Just curious, what happens in OS X Maverick if someone issues
sudo rm -rf /?
I heard most modern *nix systems are protected from this epic fail.
In the interest of science, a VM died to answer this question:
testrm:~ admin$ sudo rm -rf / WARNING: Improper use of the sudo command could lead to data loss or the deletion of important system files. Please double-check your typing when using sudo. Type "man sudo" for more information. To proceed, enter your password, or type Ctrl-C to abort. Password: rm: /dev/fd/0: Operation not supported rm: /dev/fd/1: Operation not supported rm: /dev/fd/2: Operation not supported rm: /dev/fd/3: Not a directory rm: /dev/fd/4: Bad file descriptor rm: /dev/fd: Operation not supported rm: /dev: Resource busy rm: /home: Resource busy rm: /net: Resource busy rm: /private/var/log: Directory not empty rm: /private/var/run: Directory not empty rm: /private/var: Directory not empty rm: /private: Directory not empty rm: /System/Library: Directory not empty rm: /System: Directory not empty rm: /: Is a directory testrm:~ admin$
Interestingly, it succeeded. Back in the Slackware 2 days, I tried this on Linux and after it deleted the dynamically linked libraries rm was using, it failed.

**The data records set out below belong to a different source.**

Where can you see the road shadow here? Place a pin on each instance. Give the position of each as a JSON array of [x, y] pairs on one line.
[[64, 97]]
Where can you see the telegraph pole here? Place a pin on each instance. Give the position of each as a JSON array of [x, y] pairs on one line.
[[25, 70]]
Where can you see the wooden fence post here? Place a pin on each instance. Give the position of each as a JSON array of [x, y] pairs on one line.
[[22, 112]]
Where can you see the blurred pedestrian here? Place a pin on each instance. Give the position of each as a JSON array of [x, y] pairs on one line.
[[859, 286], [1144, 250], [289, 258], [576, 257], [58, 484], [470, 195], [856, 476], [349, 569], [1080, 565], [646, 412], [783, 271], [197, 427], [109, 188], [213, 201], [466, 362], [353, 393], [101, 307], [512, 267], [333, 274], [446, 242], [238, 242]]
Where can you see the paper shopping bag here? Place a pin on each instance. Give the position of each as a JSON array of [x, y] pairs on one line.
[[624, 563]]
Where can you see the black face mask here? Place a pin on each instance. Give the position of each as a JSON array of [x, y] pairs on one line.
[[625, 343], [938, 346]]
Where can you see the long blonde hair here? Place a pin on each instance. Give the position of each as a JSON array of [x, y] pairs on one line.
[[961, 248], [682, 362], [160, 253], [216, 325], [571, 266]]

Curiosity killed the cat. Do not, under any circumstances, try this at home.
There are no protections. The
--root-protect option was introduced in GNU
rm (on by default).
The rm man page for 10.9 does not mention anything like this. Once you've entered your password, it's all gone. Hope you remembered today is International Backup Day (It's always International Backup Day).